Lindon knew him. Wei Mon Teris, a member of his clan a year younger than Lindon. He was a danger.
“Cousin Teris,” Lindon greeted him, bowing formally with two fists pressed together. “This one is honored to see you here.”
“Out of the way!” Teris shouted, bowling past Lindon. Behind him, another young man and a young woman followed. Both of them were fourteen- or fifteen-year-old members of the Wei clan, and both of them Coppers.
Lindon's wooden badge hung heavy on his chest, but to hide it would be to accept his shame. He stayed bowed over his fists as they ran past him.
Deliberately casual, he backed up against the tree. If they saw the script shining, they would ask him what it was for. His only chance to take the fruit was to keep them occupied with something else.
He cursed the fate that had led three members of his clan here, so far from home. At least they had ignored him, continuing their hunt for the fox.
Which was, strictly speaking, illegal.
When he heard someone making their way back, Lindon gathered his few belongings and started running. He had hoped they would leave him alone, overlooking them according to their usual habit, but he wasn't even lucky enough for that.

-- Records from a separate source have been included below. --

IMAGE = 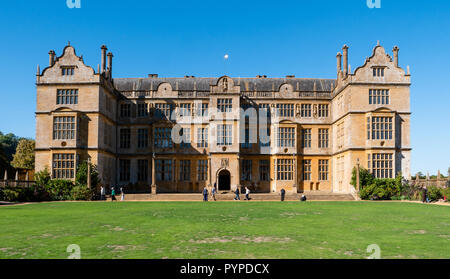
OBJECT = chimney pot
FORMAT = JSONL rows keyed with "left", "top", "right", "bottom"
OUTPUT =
{"left": 101, "top": 45, "right": 108, "bottom": 74}
{"left": 342, "top": 45, "right": 349, "bottom": 77}
{"left": 393, "top": 46, "right": 400, "bottom": 67}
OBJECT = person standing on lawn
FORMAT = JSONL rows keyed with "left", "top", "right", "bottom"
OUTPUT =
{"left": 111, "top": 187, "right": 117, "bottom": 202}
{"left": 100, "top": 186, "right": 106, "bottom": 201}
{"left": 120, "top": 187, "right": 125, "bottom": 201}
{"left": 203, "top": 186, "right": 209, "bottom": 202}
{"left": 234, "top": 187, "right": 240, "bottom": 201}
{"left": 422, "top": 186, "right": 428, "bottom": 203}
{"left": 244, "top": 187, "right": 251, "bottom": 201}
{"left": 211, "top": 185, "right": 217, "bottom": 201}
{"left": 280, "top": 189, "right": 286, "bottom": 202}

Nor was he lucky enough to make it three steps before Teris caught him.
Upon reaching the Copper stage of the sacred arts, one's spirit opened. Teris could harvest the vital aura of the world, processing it into his own madra. He could use that power to fuel his body, so when he grabbed onto Lindon's elbow, there was no possibility of resistance.

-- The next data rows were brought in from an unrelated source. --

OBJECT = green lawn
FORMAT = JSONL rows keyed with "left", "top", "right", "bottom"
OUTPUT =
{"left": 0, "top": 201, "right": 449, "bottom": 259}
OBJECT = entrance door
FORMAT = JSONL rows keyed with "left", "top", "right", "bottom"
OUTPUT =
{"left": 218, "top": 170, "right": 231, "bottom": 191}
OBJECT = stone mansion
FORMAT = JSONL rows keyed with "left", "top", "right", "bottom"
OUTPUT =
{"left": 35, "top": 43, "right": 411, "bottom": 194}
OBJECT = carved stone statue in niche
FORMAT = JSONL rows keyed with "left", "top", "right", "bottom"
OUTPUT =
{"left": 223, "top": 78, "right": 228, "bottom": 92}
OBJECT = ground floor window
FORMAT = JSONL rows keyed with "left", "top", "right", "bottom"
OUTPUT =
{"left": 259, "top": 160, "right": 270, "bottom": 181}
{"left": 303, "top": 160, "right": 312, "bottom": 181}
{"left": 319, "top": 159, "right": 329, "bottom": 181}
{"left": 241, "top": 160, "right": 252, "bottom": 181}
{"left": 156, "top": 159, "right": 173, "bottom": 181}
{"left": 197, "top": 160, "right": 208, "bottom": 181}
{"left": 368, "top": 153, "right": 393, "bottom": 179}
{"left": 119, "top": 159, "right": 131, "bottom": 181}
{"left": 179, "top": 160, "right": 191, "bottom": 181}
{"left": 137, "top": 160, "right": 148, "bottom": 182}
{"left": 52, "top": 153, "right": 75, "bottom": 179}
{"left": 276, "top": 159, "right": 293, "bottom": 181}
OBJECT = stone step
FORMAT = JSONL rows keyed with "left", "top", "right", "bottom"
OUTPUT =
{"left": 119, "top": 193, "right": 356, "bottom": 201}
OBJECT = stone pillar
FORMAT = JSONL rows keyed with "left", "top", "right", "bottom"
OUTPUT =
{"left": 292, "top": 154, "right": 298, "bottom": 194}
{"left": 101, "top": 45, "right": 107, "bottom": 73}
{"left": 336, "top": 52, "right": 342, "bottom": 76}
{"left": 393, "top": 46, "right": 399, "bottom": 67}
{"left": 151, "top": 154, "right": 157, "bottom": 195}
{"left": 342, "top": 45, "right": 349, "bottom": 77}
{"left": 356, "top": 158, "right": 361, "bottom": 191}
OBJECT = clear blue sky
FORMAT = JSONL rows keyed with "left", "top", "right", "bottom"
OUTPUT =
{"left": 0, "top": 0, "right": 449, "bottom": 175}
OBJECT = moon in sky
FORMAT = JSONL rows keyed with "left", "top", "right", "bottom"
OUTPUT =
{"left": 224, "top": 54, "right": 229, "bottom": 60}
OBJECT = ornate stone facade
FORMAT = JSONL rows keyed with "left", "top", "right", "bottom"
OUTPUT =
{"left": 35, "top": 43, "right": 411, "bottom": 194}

Lindon was jerked around, but he kept a smile on his face. “Cousin Teris, how can this one serve you?”
Teris wasn’t tall enough to look Lindon in the eye, so he spat at his feet. “We've hunted that three-tailed snowfox for a day and a night. Thanks to you, we might lo
se it.”
“Excuse my ignorance, Cousin, but has Elder Whisper blessed this hunt?”
Teris' ugly look was the only confirmation Lindon needed. Elder Whisper did occasionally allow the hunting of snowfoxes, but only under carefully controlled conditions. He most certainly would not tolerate three young Coppers running down a snowfox at the foot of Yoma Mountain.

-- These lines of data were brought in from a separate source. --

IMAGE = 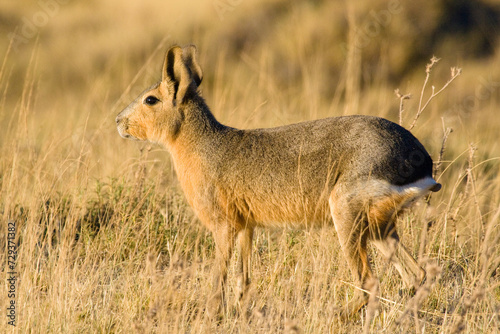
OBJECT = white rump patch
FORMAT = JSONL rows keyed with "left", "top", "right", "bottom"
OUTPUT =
{"left": 359, "top": 177, "right": 440, "bottom": 198}
{"left": 390, "top": 177, "right": 440, "bottom": 197}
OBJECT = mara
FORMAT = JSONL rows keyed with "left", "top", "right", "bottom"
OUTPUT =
{"left": 116, "top": 44, "right": 441, "bottom": 318}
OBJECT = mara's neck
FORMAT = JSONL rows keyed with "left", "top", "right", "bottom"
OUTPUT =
{"left": 185, "top": 94, "right": 227, "bottom": 136}
{"left": 163, "top": 95, "right": 231, "bottom": 161}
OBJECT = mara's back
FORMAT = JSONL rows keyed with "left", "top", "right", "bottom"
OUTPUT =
{"left": 209, "top": 115, "right": 433, "bottom": 227}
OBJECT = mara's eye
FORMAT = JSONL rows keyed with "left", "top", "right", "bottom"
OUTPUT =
{"left": 144, "top": 96, "right": 159, "bottom": 106}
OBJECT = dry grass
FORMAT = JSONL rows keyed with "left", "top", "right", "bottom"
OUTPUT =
{"left": 1, "top": 0, "right": 500, "bottom": 333}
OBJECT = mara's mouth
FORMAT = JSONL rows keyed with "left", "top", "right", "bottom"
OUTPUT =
{"left": 117, "top": 124, "right": 134, "bottom": 140}
{"left": 117, "top": 126, "right": 144, "bottom": 141}
{"left": 119, "top": 132, "right": 133, "bottom": 140}
{"left": 116, "top": 116, "right": 148, "bottom": 141}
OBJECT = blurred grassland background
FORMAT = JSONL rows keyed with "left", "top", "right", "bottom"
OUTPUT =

Whisper was the reason the symbol of the Wei clan was a white fox.
But even his eyes couldn't see everything. Myth said the meat of a snowfox would strengthen the madra of those following the Path of the White Fox, as virtually everyone in the Wei clan did.
There was no logical reason it should be true, as far as Lindon knew, but many believed it. So Elder Whisper had therefore banned all hunting of snowfoxes without his explicit permission.
Teris formed a fist, and the air around it rippled as he gathered his power. “Are you being impertinent, Unsouled? I don’t like that look on your face.”
Lindon's heart tightened. Teris was only Copper, but the shield on his badge showed he was an Enforcer: born to focus his madra into physical strength. He could kill Lindon with a blow, even if he probably wouldn’t. Murdering someone below your level was an unspeakable shame. If Teris killed him, and the news made it back to the clan, Teris would remain a dishonored pariah for the rest of his days.
But there was something uniquely terrifying about facing down someone capable of caving in his ribs with a punch. No one was close enough to save him.
Lindon bowed again, and spoke even more humbly. “This one begs your pardon, Copper Cousin. Please, this one has gathered a few chips together, and it would be an honor if you would take them.”
He glanced up to gauge if Teris would take the bribe, but the Copper boy was looking past Lindon. Something had grabbed his attention.